[QE-developers] Bug in non self-consistent calculation
Lorenzo Monacelli
mesonepigreco at gmail.com
Thu Jun 13 16:04:22 CEST 2019
Thank you Paolo for the explanation. I misunderstood what that function
was doing.
Still the thing that makes me worry is that my workaround to have band
structure with many bands and many atoms that crashes with S matrix
error in nscf calculation is to run the same input file as with
calculation = "scf". It takes 10 times more (it does almost 10
iterations to converge the self-consistency) but it never experience
the S matrix issue... this looks strange. As far as I understand, this
numerical issue should affect the diagonalization in the same way both
the self consistent and the non self consistent calculation.
Bests,
Lorenzo
On 12/06/19 22:20, Paolo Giannozzi wrote:
> - The overlap matrix is not the identity matrix because corrections
> vectors are not orthogonal to trial vectors and not orthogonal among them.
> - Iterative algorithm is not the best way to solve for many
> eigenvectors: it is devised to solve a number of eigenvalues that is a
> small fraction of the matrix dimension. The more eigenvalues, the less
> convenient and the more unstable it becomes.
> - I am quite sure that there is no "true" bug (uninitialized variables
> and the like) and that the algorithm is "analytically" correct, so to
> speak. Under some circumstances, the overlap matrix has a very small
> negative eigenvalue. An "analytically computed" overlap matrix can't
> have a negative eigenvalue, by construction. One can find a
> workaround, but you need one for each of the many cases: real,
> hermitian, with serial or parallel subspace diagonalization, ... I
> would prefer to understand what triggers the appearance of a negative
> eigenvalue, but it is not that simple.
>
> Paolo
> On Wed, Jun 12, 2019 at 3:55 PM Lorenzo Monacelli
> <mesonepigreco at gmail.com <mailto:mesonepigreco at gmail.com>> wrote:
>
> Dear all,
>
> Thank you for your replies.
>
> I have two different versions on two different machines. The one I
> sent you my results was compiled with gfortran and standard
> lapack/blas as provided from the ubuntu-software library (16.04).

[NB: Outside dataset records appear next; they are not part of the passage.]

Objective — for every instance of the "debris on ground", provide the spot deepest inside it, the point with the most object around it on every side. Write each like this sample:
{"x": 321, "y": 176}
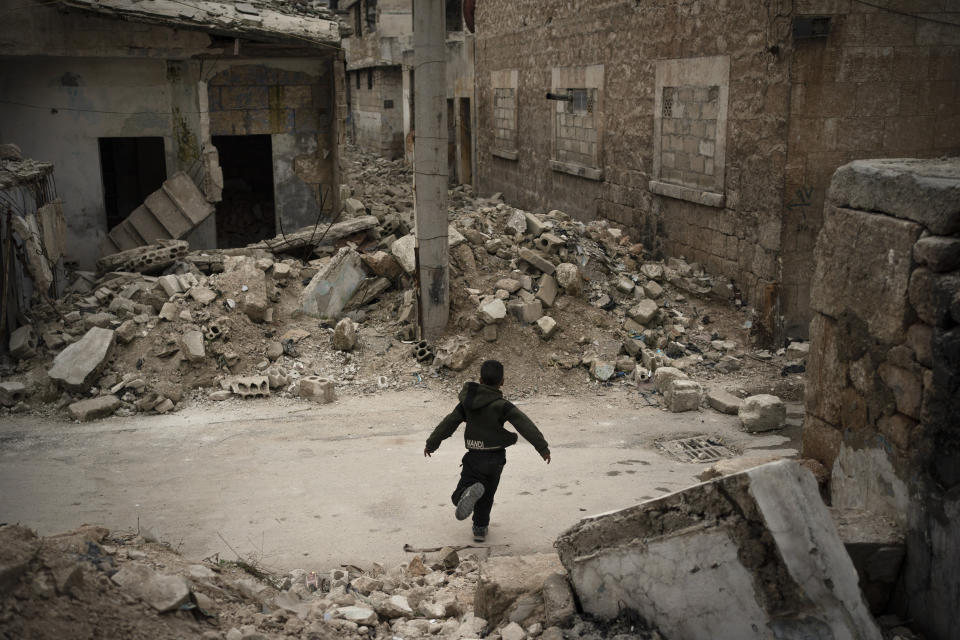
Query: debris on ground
{"x": 567, "y": 306}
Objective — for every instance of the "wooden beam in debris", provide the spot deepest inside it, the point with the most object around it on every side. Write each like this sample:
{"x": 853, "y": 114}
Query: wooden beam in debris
{"x": 315, "y": 236}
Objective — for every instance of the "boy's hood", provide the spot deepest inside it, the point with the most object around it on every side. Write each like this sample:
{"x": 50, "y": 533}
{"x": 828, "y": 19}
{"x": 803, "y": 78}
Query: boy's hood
{"x": 476, "y": 396}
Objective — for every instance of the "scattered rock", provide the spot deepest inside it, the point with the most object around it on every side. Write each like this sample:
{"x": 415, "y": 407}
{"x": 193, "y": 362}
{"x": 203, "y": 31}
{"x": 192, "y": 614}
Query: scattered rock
{"x": 101, "y": 407}
{"x": 762, "y": 413}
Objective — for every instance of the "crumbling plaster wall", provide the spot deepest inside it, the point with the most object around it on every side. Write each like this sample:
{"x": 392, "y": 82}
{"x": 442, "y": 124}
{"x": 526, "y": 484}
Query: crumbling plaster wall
{"x": 880, "y": 85}
{"x": 292, "y": 101}
{"x": 739, "y": 239}
{"x": 883, "y": 375}
{"x": 122, "y": 79}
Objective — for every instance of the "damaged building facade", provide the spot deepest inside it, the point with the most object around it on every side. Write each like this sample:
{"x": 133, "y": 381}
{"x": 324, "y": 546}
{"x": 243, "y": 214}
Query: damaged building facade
{"x": 121, "y": 97}
{"x": 710, "y": 128}
{"x": 381, "y": 76}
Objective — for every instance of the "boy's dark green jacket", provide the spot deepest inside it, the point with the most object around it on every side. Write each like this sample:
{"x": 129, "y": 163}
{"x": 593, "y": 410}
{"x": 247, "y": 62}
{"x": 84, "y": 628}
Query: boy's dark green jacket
{"x": 484, "y": 410}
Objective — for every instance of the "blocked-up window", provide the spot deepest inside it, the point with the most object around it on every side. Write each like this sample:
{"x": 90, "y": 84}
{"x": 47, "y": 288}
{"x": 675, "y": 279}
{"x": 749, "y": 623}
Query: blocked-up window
{"x": 505, "y": 113}
{"x": 576, "y": 128}
{"x": 576, "y": 98}
{"x": 690, "y": 129}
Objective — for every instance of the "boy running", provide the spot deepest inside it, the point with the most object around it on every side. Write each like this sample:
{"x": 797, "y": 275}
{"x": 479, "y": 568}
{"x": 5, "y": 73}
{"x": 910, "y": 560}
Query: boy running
{"x": 484, "y": 409}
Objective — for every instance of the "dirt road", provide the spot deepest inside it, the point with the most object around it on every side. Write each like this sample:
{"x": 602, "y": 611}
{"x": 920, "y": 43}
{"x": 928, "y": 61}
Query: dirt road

> The other is compiled with the intel compiler and MKL and runs on
> a cluster. Both of them experienced the issue quite randomly. I
> attach my make.inc of both compilations.
>
> The same issue, at least on a different input file, was
> experienced by the pw.x (v 6.2) already pre-installed in the
> Spanish MARENOSTRUM cluster, that I assume was correctly compiled.
>
> I noticed that a way to reproduce the error is asking for many
> bands in the nscf calculation in a system with many atoms (with
> few symmetries) in the cell ( with 96 atoms it almost impossible
> for me to run a nscf calculation).
>
> It is possible that the different behavior on different machines
> is actually suggesting that the bug could be located in some
> variable ill-initialized (that its automatic initialization is
> maybe demanded to the compiler)?
>
> Another question: How does cdiaghg work? I assumed that the S
> matrix should be the identity for local norm conserving pseudos
> and GGA xc functionals, but if I enforce it to be the identity at
> the begining of the subroutine the code is no more able to
> converge any calculation (even in the scf, where now it works). I
> am a bit skeptical thinking that this is just an error of LAPACK
> or MPI: why does SCF with the same input (that should solve the
> same problem as the nscf but many times) works very well (even
> with many atoms and even if I ask many bands)?
>
> Bests,
>
> Lorenzo
>
>
> On 12/06/19 14:37, Paolo Giannozzi wrote:
>> I was about to write the same, before noticing that the crash
>> occurs randomly (one run completes, a subsequent one doesn't).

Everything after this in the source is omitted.